I laughed, the sound more like a sob. “Missed you, too,” I said, and squeezed her hand until I thought I’d break it.
The first hours were a blur of micro-conversations. She answered Doc’s questions. Gave a smartass reply. Mentioned seeing her mother. Doc had a snide remark. She asked about Rocket, about Maddie, about the house. She didn’t ask if she was dying, and I didn’t tell her she almost had. The room felt smaller with her awake, and the machines seemed less hungry for her blood.
On day two, she could sit up with help. She winced with every breath, ribs wrapped in tight bands, her arm in a brace and tape over her temple. I found a brush in the visitor’s bathroom and tried to detangle her hair.
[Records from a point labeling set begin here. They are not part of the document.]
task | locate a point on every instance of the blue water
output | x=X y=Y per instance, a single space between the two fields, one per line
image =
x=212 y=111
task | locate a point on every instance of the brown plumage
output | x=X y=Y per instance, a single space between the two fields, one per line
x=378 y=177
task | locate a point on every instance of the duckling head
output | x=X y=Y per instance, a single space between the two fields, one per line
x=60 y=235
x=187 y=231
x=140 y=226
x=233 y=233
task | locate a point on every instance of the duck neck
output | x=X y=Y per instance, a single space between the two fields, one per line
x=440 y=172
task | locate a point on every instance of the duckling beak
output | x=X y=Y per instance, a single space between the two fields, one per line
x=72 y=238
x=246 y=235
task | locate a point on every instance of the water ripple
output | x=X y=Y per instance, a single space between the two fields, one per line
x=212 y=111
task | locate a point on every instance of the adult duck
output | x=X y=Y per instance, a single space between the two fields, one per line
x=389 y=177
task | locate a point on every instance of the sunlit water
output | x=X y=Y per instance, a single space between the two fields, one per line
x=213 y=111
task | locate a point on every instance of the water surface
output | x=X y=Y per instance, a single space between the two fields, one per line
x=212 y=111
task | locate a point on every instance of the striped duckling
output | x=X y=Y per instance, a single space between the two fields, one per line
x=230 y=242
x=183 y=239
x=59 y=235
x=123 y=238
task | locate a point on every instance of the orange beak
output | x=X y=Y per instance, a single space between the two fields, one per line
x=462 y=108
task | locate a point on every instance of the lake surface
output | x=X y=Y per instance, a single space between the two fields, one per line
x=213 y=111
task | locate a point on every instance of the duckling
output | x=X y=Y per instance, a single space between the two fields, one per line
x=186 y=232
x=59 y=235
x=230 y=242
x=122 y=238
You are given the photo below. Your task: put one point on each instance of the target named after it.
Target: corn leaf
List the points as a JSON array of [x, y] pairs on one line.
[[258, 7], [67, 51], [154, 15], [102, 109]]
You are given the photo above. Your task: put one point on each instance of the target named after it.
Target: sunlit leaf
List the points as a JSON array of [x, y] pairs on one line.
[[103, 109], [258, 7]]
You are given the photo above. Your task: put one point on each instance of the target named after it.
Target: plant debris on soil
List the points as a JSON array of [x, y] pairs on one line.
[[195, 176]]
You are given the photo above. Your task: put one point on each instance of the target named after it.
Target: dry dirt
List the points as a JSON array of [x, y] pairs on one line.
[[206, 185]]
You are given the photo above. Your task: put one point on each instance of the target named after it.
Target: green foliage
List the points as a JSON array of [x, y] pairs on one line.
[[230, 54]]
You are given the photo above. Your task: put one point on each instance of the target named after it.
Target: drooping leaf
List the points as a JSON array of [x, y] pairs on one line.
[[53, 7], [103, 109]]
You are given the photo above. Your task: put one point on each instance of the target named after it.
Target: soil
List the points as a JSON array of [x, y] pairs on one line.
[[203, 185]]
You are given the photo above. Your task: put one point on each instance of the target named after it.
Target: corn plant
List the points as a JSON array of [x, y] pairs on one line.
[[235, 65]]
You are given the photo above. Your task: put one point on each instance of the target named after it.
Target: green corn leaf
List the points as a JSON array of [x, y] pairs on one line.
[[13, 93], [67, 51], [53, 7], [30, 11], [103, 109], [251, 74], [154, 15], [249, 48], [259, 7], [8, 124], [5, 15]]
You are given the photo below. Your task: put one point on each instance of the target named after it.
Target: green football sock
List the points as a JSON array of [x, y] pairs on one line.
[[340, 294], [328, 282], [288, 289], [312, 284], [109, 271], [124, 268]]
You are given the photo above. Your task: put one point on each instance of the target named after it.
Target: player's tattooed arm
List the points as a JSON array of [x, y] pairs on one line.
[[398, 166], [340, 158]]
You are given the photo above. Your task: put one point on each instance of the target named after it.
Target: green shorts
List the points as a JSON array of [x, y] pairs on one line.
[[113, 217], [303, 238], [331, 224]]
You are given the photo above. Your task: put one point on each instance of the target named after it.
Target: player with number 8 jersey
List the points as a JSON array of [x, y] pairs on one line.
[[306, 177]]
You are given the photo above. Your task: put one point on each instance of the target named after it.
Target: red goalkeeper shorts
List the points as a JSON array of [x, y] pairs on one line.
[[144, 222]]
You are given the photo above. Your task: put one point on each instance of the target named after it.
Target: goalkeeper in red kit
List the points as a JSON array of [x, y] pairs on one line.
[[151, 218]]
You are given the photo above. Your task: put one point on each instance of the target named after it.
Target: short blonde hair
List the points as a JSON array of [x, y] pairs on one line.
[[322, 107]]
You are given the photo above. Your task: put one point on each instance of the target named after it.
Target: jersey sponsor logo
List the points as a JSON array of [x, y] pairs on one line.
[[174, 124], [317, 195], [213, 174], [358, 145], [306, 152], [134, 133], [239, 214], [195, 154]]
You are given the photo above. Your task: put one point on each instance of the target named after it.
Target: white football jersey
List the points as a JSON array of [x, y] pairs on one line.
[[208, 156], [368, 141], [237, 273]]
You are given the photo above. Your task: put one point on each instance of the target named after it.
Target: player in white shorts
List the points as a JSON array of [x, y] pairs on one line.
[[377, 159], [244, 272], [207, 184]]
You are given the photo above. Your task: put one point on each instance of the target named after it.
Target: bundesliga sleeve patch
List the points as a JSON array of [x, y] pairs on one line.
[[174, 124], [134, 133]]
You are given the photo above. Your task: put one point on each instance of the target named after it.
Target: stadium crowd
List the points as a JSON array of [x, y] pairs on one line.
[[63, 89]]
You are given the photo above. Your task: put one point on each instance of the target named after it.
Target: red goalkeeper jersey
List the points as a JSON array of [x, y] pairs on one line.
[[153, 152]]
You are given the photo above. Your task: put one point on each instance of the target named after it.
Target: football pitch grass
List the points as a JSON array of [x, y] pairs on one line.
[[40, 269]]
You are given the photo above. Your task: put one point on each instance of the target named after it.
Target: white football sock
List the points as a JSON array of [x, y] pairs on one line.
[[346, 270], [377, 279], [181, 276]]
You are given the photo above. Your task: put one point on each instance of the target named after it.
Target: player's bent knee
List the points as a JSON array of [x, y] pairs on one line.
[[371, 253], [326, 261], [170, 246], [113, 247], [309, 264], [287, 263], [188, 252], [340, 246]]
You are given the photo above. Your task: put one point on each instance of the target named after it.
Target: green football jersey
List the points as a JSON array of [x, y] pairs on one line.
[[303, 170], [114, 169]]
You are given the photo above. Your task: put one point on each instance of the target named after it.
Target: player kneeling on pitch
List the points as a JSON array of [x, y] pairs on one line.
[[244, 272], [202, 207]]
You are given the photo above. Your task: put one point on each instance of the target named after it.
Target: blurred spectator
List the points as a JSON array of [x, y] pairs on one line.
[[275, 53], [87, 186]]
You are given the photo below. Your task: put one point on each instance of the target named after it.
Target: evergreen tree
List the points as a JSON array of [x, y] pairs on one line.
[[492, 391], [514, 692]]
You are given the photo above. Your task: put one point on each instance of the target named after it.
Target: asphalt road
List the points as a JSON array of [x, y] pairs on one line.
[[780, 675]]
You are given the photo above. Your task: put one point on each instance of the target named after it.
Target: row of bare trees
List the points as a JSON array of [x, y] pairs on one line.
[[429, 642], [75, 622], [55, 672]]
She made fun of my technique, but let me finish.
Later, when we were alone, she said, “I saw my mother. When I died.” The words dropped like a body from a bridge. “I told her I’d found my mate, and it was you. She told me she always knew it was. I told her I had to get back to you.”
I pressed my lips to her knuckles and said nothing. My throat had locked up.
She studied the window, the faded sky. “It felt wonderful there, so peaceful, but my pull to you was stronger than wanting to stay there with her. She told me it wasn’t my time to be there. And to listen. That’s when I heard you calling me.”
She went quiet, and I watched the side of her face. The bruises were already fading, the cut on her cheek closing up like an afterthought.